Robert Jackson hat seit langem seine Partei dafür kritisiert, daß sie zu vordergründig auf vermeindlich populäre Alternativen zur Regierungspolitik setze, ohne dabei ein konsistentes Konzept zu haben. Der frühere Bildungsminister unter Magaret Thatcher hat es als vollständig verantwortungslos angesehen, daß die Tories der auch in den Reihen von Labour höchst unpopulären Entscheidung der Regierung Blair, die Studiengebühren an den Universitäten zu erhöhen, die Ankündigung entgegenstellten, unter ihrer Regierung würden Studiengebühren ganz abgeschafft.

Im Zentrum der Kritik von Jackson aber steht die Europapolitik der Konservativen.

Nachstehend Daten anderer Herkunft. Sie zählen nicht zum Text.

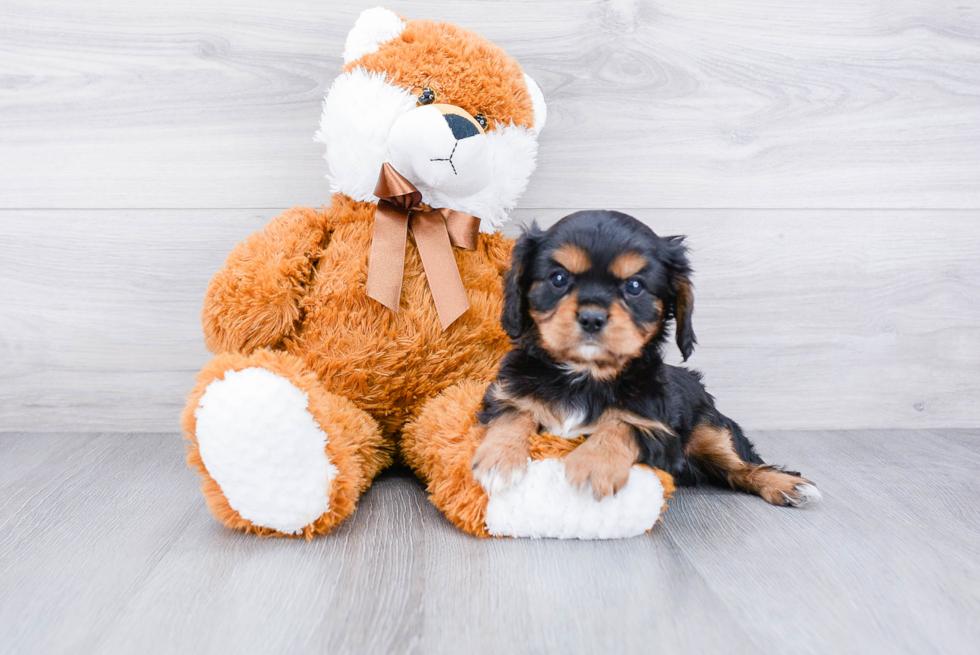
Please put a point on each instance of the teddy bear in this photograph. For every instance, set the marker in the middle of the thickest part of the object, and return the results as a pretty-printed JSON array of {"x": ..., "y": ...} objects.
[{"x": 369, "y": 329}]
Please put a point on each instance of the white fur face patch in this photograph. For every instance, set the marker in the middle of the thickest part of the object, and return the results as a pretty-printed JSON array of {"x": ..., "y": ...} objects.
[
  {"x": 543, "y": 504},
  {"x": 265, "y": 450},
  {"x": 359, "y": 112},
  {"x": 424, "y": 146}
]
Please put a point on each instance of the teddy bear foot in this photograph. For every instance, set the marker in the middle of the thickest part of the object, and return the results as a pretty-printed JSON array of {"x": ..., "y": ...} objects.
[
  {"x": 440, "y": 445},
  {"x": 271, "y": 452},
  {"x": 543, "y": 504}
]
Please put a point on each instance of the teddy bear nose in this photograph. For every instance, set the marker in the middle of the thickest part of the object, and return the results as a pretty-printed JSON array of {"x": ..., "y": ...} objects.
[
  {"x": 592, "y": 319},
  {"x": 461, "y": 127}
]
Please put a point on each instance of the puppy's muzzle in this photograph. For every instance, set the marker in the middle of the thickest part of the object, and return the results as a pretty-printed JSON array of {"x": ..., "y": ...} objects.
[{"x": 592, "y": 319}]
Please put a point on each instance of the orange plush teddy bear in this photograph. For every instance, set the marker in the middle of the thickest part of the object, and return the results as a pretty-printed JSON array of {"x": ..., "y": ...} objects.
[{"x": 372, "y": 327}]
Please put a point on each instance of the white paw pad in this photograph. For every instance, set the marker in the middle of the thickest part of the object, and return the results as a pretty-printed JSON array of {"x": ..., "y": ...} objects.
[
  {"x": 805, "y": 494},
  {"x": 265, "y": 450},
  {"x": 543, "y": 504},
  {"x": 493, "y": 481}
]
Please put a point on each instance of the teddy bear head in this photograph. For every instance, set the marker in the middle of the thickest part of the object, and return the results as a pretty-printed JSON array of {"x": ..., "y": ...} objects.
[{"x": 448, "y": 109}]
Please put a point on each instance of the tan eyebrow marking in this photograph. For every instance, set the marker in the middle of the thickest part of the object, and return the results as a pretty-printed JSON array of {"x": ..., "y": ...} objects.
[
  {"x": 627, "y": 265},
  {"x": 572, "y": 257}
]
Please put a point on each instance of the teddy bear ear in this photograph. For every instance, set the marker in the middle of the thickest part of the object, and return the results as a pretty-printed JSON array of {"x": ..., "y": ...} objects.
[
  {"x": 371, "y": 29},
  {"x": 537, "y": 103}
]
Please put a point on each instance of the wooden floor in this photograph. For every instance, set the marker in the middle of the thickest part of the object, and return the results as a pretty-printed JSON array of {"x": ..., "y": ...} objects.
[{"x": 106, "y": 546}]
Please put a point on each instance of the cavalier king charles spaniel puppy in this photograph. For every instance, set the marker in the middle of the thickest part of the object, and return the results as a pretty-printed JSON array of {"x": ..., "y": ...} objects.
[{"x": 587, "y": 304}]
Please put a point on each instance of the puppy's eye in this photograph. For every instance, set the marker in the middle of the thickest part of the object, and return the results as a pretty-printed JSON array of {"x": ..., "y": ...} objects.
[
  {"x": 634, "y": 287},
  {"x": 560, "y": 280}
]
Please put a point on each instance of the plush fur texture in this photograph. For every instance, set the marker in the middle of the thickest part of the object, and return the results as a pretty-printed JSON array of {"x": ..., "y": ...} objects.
[
  {"x": 355, "y": 447},
  {"x": 588, "y": 303},
  {"x": 440, "y": 443},
  {"x": 290, "y": 302},
  {"x": 260, "y": 443},
  {"x": 380, "y": 86}
]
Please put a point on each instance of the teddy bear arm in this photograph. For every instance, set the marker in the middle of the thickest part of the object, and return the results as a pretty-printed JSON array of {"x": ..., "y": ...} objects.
[{"x": 254, "y": 300}]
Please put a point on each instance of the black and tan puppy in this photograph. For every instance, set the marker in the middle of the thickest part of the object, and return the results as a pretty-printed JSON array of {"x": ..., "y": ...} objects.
[{"x": 587, "y": 304}]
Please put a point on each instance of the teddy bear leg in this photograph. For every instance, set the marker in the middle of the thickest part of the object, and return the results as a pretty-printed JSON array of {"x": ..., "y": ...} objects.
[
  {"x": 278, "y": 454},
  {"x": 440, "y": 442}
]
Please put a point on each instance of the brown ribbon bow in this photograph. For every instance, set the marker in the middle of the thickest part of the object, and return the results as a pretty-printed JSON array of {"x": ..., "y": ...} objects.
[{"x": 436, "y": 231}]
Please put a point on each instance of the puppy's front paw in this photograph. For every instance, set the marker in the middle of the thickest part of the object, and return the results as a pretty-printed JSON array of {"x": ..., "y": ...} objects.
[
  {"x": 596, "y": 467},
  {"x": 497, "y": 465}
]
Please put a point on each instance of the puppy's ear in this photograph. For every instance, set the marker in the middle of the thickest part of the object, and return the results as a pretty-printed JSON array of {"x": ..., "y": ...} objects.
[
  {"x": 516, "y": 319},
  {"x": 679, "y": 270}
]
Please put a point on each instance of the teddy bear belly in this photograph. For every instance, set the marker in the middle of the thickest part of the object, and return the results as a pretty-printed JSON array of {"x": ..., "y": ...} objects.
[{"x": 389, "y": 364}]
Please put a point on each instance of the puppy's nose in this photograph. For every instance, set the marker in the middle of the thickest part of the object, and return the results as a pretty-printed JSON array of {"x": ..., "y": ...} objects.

In der Begründung seines Parteiwechsels sagt er, die Haltung der Konservativen zu Europa sei über die Jahre hinweg immer feindseliger geworden. Dies schade britischen Interessen, wenn es zur Regierungspolitik würde. Michael Howard habe bereits angekündigt, unter einer konservativen Regierung würde man einseitig Abkommen in der EU aufkündigen. Das könnte – so Jackson – zu einer verhängnisvollen Krise im Verhältnis zu den übrigen Partnern in Europa und letztlich zu einer Aufkündigung der britischen Mitgliedschaft in der EU führen.

Werdegang und Interessen machten Robert Jackson von vorn herein unempfänglich für nationalistische Töne, wie sie – heute vielleicht mehr, als noch unter Thatcher und Major - die Rhetorik der Tories bestimmen. Geboren in Rhodesien, erzogen in Oxford, wo er Fellow am All Souls College wurde, empfand er früh die Faszination der Idee eines geeinten Europas. Sie brachte ihn in die Politik und später in das Europäische Parlament. Seit Anbegin gehörte er zum Kreis der deutschen und britischen Parlamentarier, die sich auf Einladung der Konrad-Adenauer-Stiftung in jedem Jahr in Cadenabbia treffen. Dort bereicherte er abendliche Runden mit deutschen Gedichten und Liedgut – gleiches könnte er mit französischer Literatur tun. Eine jüngst erworbene Wohnung in Paris und regelmäßige Reisen in Deutschland, wo er als völlig unkomplizierter und stets unterhaltsamer Gast bei vielen Freunden willkommen ist, helfen, seine Neigungen und Interessen zu realisieren.